As a youngster, I enjoyed looking up words in the dictionary, although at the time, I didn’t dwell on much more than the first given definition. My parents kept a dictionary handy in our dining room, and if during a meal a word was used that we children didn’t know, we were told to “look it up.” Once checked, we had to read the meaning aloud.
I still have to look up words in the dictionary. By no means do I command a great vocabulary, but basically I communicate pretty well. My trouble is I like words perhaps too much. Sometime I get “wordy.” In writing that’s a weakness. I didn’t know what “purple prose” was until I went to college and saw it written in the margin of my returned theme. My English professor Mrs. Gilpatrick (we called her “Mrs. Gilly”) did not tolerate “purple prose.” Today I appreciate a well constructed sentence, and I like direct prose. I can recognize “purple prose” a mile away!
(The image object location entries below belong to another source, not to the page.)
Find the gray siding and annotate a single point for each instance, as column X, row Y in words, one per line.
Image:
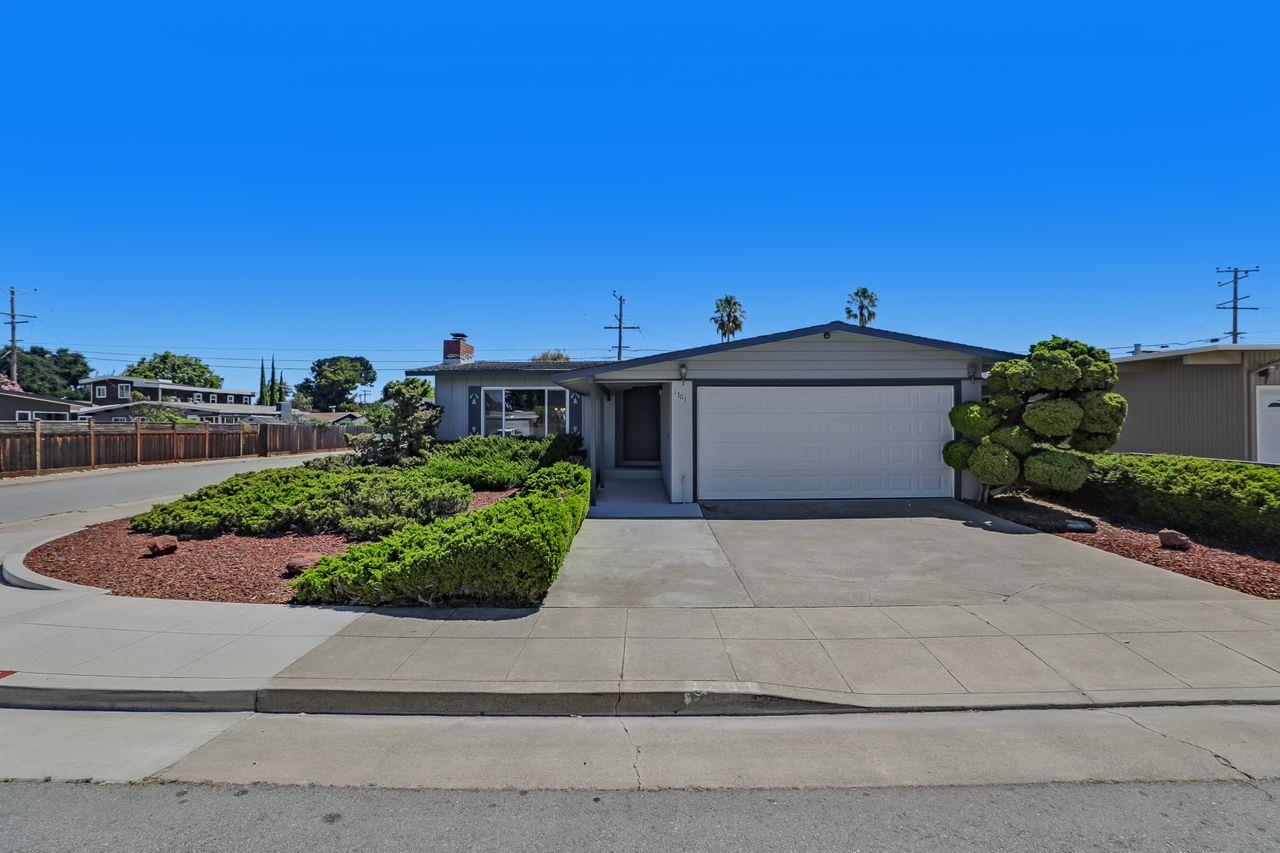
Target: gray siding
column 1196, row 410
column 844, row 356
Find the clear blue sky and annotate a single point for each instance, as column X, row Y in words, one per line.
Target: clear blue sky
column 234, row 179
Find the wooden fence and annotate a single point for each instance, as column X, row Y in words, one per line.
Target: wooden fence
column 42, row 446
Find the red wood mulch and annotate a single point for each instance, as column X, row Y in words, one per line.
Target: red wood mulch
column 1251, row 570
column 228, row 568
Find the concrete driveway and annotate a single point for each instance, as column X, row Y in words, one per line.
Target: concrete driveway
column 816, row 553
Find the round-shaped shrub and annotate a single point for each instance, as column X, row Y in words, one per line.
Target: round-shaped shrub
column 1015, row 438
column 993, row 465
column 1095, row 374
column 1056, row 470
column 956, row 452
column 1054, row 418
column 1055, row 369
column 1006, row 400
column 1093, row 442
column 973, row 419
column 1015, row 374
column 1104, row 411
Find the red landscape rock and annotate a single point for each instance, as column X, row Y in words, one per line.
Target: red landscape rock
column 159, row 546
column 1174, row 539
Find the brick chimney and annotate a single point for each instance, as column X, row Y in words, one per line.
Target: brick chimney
column 457, row 350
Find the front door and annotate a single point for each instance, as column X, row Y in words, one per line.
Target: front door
column 640, row 414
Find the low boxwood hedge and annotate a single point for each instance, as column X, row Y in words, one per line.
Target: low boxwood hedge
column 506, row 553
column 1229, row 500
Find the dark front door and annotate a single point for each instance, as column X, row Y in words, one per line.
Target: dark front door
column 640, row 409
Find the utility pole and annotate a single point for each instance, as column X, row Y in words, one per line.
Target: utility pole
column 620, row 327
column 13, row 331
column 1234, row 302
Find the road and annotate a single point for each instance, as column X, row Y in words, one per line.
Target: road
column 1136, row 817
column 76, row 491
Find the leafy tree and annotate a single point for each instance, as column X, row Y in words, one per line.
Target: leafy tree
column 182, row 369
column 333, row 381
column 862, row 305
column 51, row 373
column 1045, row 415
column 403, row 423
column 728, row 316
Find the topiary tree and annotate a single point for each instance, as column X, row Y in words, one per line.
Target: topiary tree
column 1041, row 409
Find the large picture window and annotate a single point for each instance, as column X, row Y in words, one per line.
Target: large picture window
column 525, row 411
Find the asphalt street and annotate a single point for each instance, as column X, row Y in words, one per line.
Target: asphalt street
column 1134, row 817
column 76, row 491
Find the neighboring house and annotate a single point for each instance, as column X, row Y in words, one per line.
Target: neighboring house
column 106, row 391
column 123, row 413
column 1219, row 401
column 826, row 411
column 336, row 418
column 19, row 405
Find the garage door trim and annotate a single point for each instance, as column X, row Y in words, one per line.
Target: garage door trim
column 821, row 383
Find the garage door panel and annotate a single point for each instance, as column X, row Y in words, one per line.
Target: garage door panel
column 840, row 442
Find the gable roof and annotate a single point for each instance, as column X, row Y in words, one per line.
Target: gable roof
column 837, row 325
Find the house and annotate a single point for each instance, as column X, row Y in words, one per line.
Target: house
column 104, row 391
column 19, row 405
column 1219, row 401
column 123, row 413
column 824, row 411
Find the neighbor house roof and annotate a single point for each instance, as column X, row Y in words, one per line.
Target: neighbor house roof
column 839, row 325
column 159, row 383
column 1212, row 347
column 27, row 395
column 499, row 366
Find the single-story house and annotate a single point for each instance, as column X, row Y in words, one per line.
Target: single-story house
column 826, row 411
column 123, row 413
column 1219, row 401
column 21, row 405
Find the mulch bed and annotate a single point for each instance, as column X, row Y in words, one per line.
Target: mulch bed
column 227, row 568
column 1248, row 569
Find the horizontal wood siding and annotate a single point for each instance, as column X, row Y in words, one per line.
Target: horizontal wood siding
column 73, row 445
column 844, row 356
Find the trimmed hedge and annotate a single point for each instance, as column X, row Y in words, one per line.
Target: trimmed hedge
column 360, row 502
column 1229, row 500
column 506, row 553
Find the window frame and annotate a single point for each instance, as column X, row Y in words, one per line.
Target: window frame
column 503, row 389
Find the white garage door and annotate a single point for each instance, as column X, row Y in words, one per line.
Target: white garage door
column 823, row 442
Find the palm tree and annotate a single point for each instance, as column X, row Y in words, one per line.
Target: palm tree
column 862, row 304
column 728, row 316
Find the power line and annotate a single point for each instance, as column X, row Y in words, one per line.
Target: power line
column 1234, row 302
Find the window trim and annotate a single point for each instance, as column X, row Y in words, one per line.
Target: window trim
column 503, row 389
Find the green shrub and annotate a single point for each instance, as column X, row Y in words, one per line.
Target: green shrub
column 357, row 501
column 1055, row 369
column 506, row 553
column 1054, row 418
column 956, row 452
column 993, row 465
column 1230, row 500
column 1104, row 411
column 1093, row 442
column 973, row 419
column 1015, row 438
column 1056, row 470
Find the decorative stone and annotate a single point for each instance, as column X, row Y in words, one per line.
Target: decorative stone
column 301, row 561
column 1174, row 539
column 159, row 546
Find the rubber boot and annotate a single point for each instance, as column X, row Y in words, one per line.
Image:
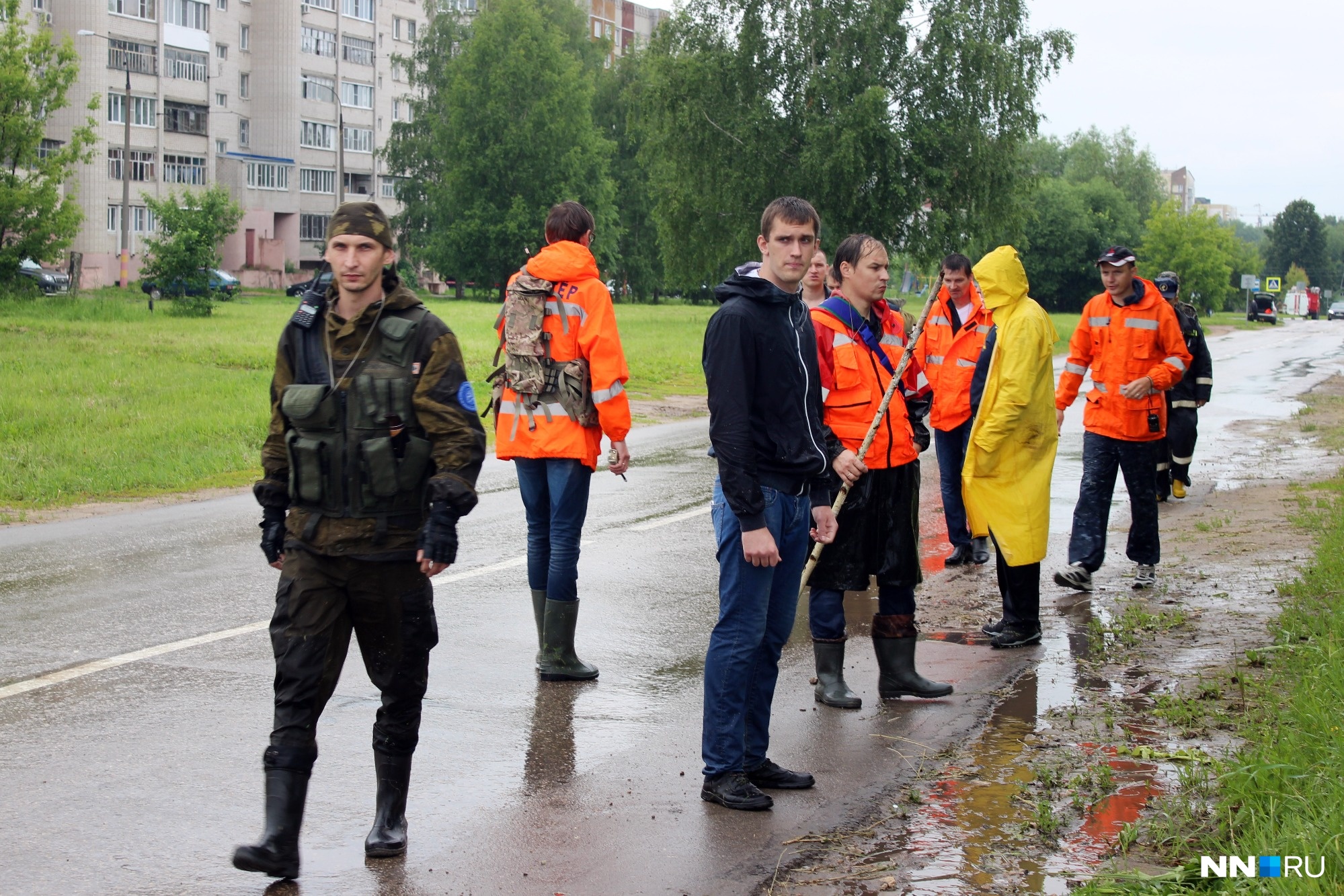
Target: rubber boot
column 894, row 641
column 539, row 612
column 387, row 838
column 558, row 659
column 277, row 854
column 831, row 688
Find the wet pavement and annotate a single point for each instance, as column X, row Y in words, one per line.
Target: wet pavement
column 143, row 777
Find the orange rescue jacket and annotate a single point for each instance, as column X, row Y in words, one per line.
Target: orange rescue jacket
column 949, row 359
column 1121, row 344
column 853, row 383
column 592, row 335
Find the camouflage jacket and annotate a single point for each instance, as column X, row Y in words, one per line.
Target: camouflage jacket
column 457, row 440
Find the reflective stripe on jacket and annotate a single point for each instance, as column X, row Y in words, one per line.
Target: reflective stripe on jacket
column 586, row 331
column 1121, row 344
column 853, row 383
column 949, row 359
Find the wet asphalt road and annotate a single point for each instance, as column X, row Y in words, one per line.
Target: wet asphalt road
column 143, row 777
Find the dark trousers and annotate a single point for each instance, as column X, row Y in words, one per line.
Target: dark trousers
column 1103, row 457
column 951, row 448
column 319, row 602
column 555, row 501
column 1021, row 590
column 1177, row 449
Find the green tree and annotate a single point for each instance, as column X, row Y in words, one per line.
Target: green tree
column 893, row 118
column 502, row 130
column 36, row 216
column 1298, row 237
column 186, row 247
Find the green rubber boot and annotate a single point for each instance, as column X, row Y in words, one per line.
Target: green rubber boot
column 559, row 663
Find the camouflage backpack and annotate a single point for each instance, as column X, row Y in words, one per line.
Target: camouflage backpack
column 528, row 368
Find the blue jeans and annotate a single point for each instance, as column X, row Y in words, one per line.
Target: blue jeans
column 951, row 448
column 757, row 606
column 826, row 609
column 555, row 501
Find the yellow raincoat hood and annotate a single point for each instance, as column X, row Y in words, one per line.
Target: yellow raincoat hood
column 1011, row 457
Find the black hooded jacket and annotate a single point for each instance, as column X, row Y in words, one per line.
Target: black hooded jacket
column 765, row 397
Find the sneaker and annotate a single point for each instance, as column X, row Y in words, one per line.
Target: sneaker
column 768, row 774
column 733, row 790
column 1074, row 577
column 1015, row 636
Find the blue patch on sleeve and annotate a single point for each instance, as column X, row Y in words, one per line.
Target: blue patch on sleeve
column 467, row 397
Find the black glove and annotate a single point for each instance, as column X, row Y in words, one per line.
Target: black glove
column 438, row 538
column 272, row 532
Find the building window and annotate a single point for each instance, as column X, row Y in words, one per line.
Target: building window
column 134, row 8
column 356, row 50
column 316, row 134
column 362, row 9
column 317, row 42
column 184, row 169
column 264, row 175
column 186, row 118
column 141, row 58
column 356, row 95
column 313, row 227
column 359, row 140
column 316, row 87
column 184, row 63
column 316, row 180
column 188, row 13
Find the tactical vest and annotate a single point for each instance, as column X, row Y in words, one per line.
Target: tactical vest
column 346, row 454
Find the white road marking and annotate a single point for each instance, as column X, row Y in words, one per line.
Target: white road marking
column 157, row 651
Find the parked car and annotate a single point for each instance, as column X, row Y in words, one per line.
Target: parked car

My three- year- old granddaughter has taken to “words” and likes to rhyme words. While she was standing in the kitchen watching me cook the other night, I asked her what word rhymed with “table.” She immediately said, “Mable.” When I asked her what rhymed with “birds,” she said “words.” Of course I was impressed. It was the beginning of a conversation about words. We have read Dr. Seuss, who certainly liked words and rhymes, and I’m sure most adults remember lines from his GREEN EGGS and HAM, The CAT in the HAT, and his other books. Those words and sounds almost come “trippingly on the tongue,” a la Shakespeare.
When texting completely takes over our communication habits what will become of words? This is a question I’m not able to answer, but one thing is certain: people will miss hearing the wonderful poetic sounds of words and be poorer for it. I haven't yet taken to "texting." In her September, 2012, essay, Kentucky writer friend Georgia Green Stamper discussed "texting" with her adult children and humorously announced she was going to learn the Morse Code. When I was dating my husband, an amateur radio operator of the highest level, he tried to teach me the Morse Code. I was a poor student. Even today, he gets on the radio and “works” friends tapping out words in dots and dashes. Although I can hear those dots and dashes and find a comfortable rhythm to them, I prefer the sound of words. Texting? No sounds at all!